Pendant la guerre, le gouvernement américain dépense un montant sans précédent de 3,4 milliards de dollars et exerce une autorité extraordinaire : il inaugure la conscription nationale, un impôt sur le revenu des personnes physiques et un système bancaire national. Après la guerre, un professeur de Harvard remarque : » Il ne me semble pas que je vive dans le pays dans lequel je suis né. «
Lorsque les combats prennent fin, les fabricants passent de la production du temps de guerre à celle du temps de paix, amorçant un demi-siècle de croissance économique phénoménale qui établit les États-Unis comme une puissance mondiale. La révolution du marché qui a balayé le Nord et l’Ouest n’a cependant pas touché le Sud.
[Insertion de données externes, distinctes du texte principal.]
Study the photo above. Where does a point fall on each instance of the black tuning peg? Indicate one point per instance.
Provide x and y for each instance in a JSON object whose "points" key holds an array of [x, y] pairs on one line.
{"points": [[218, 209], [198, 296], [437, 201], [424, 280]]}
A part la stagnation économique, l’amertume et la nostalgie étaient les autres héritages du Sud après la guerre. Des milliers de vétérans de l’armée confédérée ont tout simplement quitté les États-Unis, mais d’autres, comme cet homme qui a perdu deux fils et ses esclaves pendant la guerre, ont vécu dans la haine. « Ils m’ont laissé un privilège inestimable, celui de les haïr. Je me lève à quatre heures et demie du matin, et je reste debout jusqu’à minuit, pour les haïr ! »
Le mouvement de la « Cause perdue » vénérait la culture antebellum du Sud en voie de disparition et l’armée confédérée. Son apothéose fut l’inauguration d’une statue équestre de soixante pieds de haut du défunt Robert E. Lee à Richmond le 29 mai 1890. Des milliers de Sudistes ont suivi le parcours du défilé au milieu d’une émeute de drapeaux confédérés. Lorsque les vieux généraux et leurs anciennes troupes en gris défilent, la foule éclate en cris extatiques de rebelles.